Adam Wolski i Nastroje „Pod Ratuszem”
Wokalista zespołu Golden Life Adam Wolski wystapił z zespołem Nastroje w łomżyńskim pubie „Pod Ratuszem”. Czworo muzyków zaprezentowało urozmaicony, momentami bardzo zaskakujący, akustyczny set, złożony z najróżniejszych evergreenów z minionego 50-lecia rocka i popu. Nie zabrakło też przebojów macierzystej formacji frontmana, w tym jej sztandarowego coveru, słynnego „Oprócz” Maanamu. – Jesteśmy zadowoleni – mówi Adam Wolski. – Ludzie się bawili, było sympatycznie, fajnie – my lubimy grać i dla nas tak naprawdę jest bez znaczenia gdzie gramy, a jak ludziom się podoba nie może być lepiej.
Muzyka rockowa zeszła w Łomży do podziemia. Już od pewnego czasu rozbrzmiewa regularnie wyłącznie w Warce, pubie „Pod Ratuszem” i niekiedy w innych lokalach – pozostali organizatorzy imprez najwidoczniej uznali, że rock już się skończył. Może nowym początkiem dla rocka nad Narwią będzie startujący w sobotę 12 marca cykl koncertów lokalnych, również debiutujących, zespołów w Hali Kultury, gdzie ubiegłoroczny występ MadBee przyciągnął sporo słuchaczy. Póki co fanom rocka pozostają jednak kluby i puby. W sobotni wieczór do lokalu na Starym Rynku ludzie przyszli, bądź przyjechali spoza Łomży na wieść, że wystąpi tam w nietypowej, bo akustycznej odsłonie Adam Wolski z Golden Life, zespołu goszczącego ostatnio w okolicy na Motosforze 2017 w Nowogrodzie.

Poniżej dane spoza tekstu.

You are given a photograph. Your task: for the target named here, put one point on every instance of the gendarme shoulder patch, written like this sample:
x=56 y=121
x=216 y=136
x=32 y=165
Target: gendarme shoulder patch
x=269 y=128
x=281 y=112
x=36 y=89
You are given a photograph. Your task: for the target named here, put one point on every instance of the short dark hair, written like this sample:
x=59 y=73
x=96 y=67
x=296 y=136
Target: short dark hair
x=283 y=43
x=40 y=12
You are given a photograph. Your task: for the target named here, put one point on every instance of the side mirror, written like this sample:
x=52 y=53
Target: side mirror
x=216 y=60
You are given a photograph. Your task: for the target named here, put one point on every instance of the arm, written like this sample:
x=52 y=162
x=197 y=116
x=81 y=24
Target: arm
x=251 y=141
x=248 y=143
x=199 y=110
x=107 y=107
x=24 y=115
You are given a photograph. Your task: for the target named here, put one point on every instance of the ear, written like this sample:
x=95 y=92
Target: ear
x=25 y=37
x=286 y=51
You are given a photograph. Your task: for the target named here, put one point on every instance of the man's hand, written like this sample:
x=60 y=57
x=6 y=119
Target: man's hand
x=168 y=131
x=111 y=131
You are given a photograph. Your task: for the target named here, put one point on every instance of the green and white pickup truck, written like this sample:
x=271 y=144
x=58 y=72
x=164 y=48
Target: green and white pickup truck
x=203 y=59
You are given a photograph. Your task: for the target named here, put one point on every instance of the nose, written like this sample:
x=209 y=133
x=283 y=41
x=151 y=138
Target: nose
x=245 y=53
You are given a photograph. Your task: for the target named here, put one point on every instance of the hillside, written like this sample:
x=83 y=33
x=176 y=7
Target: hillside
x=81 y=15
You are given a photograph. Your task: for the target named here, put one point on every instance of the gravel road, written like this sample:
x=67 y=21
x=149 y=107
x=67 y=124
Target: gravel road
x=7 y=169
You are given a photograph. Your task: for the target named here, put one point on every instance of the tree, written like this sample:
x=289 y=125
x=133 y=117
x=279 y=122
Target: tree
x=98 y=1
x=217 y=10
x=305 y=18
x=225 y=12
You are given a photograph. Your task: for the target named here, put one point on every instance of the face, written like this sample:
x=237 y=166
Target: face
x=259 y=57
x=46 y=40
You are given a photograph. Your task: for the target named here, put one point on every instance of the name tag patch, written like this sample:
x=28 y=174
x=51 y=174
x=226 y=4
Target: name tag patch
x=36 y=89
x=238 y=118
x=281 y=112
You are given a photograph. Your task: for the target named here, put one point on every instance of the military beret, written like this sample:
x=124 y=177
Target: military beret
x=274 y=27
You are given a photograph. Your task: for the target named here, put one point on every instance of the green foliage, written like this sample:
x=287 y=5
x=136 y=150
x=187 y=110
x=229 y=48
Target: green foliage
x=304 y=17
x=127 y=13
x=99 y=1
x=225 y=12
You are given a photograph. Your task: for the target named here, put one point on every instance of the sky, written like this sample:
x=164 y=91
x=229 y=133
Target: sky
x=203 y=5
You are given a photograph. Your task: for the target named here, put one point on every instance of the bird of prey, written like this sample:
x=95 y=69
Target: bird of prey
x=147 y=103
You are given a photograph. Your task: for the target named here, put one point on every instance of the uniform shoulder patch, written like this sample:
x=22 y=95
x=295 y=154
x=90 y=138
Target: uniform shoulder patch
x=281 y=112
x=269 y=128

Wokaliście jednej z najpopularniejszych polskich grup rockowych lat 90. towarzyszyli cenieni muzycy, śpiewający gitarzyści Anna Jęczarek i Tomasz Niemiec oraz perkusista Michał Gumienny. Jak wyjaśniają ten skład powstał w sumie przez przypadek.
– Pięć lat temu spotkaliśmy się u mnie w pracowni gitarowej (TomoGuitars – red.) – opowiada Tomasz Niemiec. – Pracowaliśmy wtedy z Anią nad jej solowymi piosenkami i wpadliśmy na pomysł, że w jednej z nich pasowałby wokalowo Adam Wolski. Napisałem do niego SMS-a czy zadzwoniłem z pytaniem czy by z nami pośpiewał. – Bardziej w sumie chodziło o to „a może byśmy coś zrobili razem?” – uzupełnia Adam Wolski. – I padło hasło „ale co?”. No i Tomek zaczął wymyślać repertuar. – Na początku mieliśmy dwa-trzy numery, David Bowie, takie rzeczy – dodaje Anna Jęczarek. – Chcieliśmy sprawdzić czy jest chemia, czy jest fajnie i się okazało, że jest.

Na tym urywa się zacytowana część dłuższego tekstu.